The Royal Australian and New Zealand College of Ophthalmologists - RANZCO (AUSTRALIA)
About this paper:
Appears in: INTED2023 Proceedings
Publication year: 2023
Pages: 1-10
ISBN: 978-84-09-49026-4
ISSN: 2340-1079
doi: 10.21125/inted.2023.0003
Conference name: 17th International Technology, Education and Development Conference
Dates: 6-8 March, 2023
Location: Valencia, Spain
For decades, medical education has used Multiple Choice Questions (MCQs) in undergraduate, postgraduate, and specialist training programs. With the development of Learning Management Systems (LMS) in the early 1990s, educators adapted paper-based MCQs for formative and summative assessments. Technology allowed automated feedback, question shuffling, instant marking, and ‘branching’ based on student responses. With the advent of e-learning authoring tools in the early 2000s, it became possible to create interactive online tests with images, animations, videos, drag-and-drop elements, blanks to fill in, and hotspots. Effective MCQ writing involves understanding educational concepts like learning taxonomies, constructive alignment, approaches to learning, cognitive load, and student motivation to learn.
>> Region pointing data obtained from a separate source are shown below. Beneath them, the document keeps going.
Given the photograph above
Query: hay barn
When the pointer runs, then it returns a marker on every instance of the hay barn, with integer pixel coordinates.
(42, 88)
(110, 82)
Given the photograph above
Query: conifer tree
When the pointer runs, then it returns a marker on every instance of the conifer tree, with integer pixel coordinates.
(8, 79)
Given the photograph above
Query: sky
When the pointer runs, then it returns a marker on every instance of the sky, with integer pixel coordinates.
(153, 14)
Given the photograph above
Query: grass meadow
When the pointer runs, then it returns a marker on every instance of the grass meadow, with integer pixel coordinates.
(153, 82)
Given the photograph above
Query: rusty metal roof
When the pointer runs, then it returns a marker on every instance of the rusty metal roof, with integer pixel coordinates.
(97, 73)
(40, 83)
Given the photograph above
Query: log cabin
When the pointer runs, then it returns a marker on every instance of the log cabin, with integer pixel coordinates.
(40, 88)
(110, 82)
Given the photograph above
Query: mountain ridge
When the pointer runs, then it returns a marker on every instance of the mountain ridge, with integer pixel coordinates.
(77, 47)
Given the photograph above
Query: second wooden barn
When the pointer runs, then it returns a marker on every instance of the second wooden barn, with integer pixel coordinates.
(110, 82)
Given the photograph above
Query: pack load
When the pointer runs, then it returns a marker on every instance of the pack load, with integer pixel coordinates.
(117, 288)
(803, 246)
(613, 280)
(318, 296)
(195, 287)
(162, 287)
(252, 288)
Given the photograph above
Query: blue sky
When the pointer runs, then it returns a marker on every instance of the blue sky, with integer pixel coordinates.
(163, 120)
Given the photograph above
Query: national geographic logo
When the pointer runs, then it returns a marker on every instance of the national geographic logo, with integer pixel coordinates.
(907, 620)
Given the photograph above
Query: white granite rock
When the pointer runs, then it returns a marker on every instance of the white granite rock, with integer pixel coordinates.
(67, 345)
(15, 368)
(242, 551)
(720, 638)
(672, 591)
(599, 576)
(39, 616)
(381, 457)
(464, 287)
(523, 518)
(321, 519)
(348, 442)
It is also essential when structuring a question to avoid ambiguity and to have the imagination to write MCQs that measure application of knowledge. Whether a basic or advanced topic, it is possible to design MCQs that measure higher-order thinking that require the student to apply their knowledge rather than simply recalling it. MCQs with hypothetical scenarios can measure higher-order thinking and promote deep learning. However, preparing the students for this type of examination is essential to enhance their learning experience. This article discusses the theoretical considerations involved in writing MCQs for medical education which encourage deep learning and improve the student learning experience.
Assessments, MCQs, higher-order thinking, deep learning, medical education.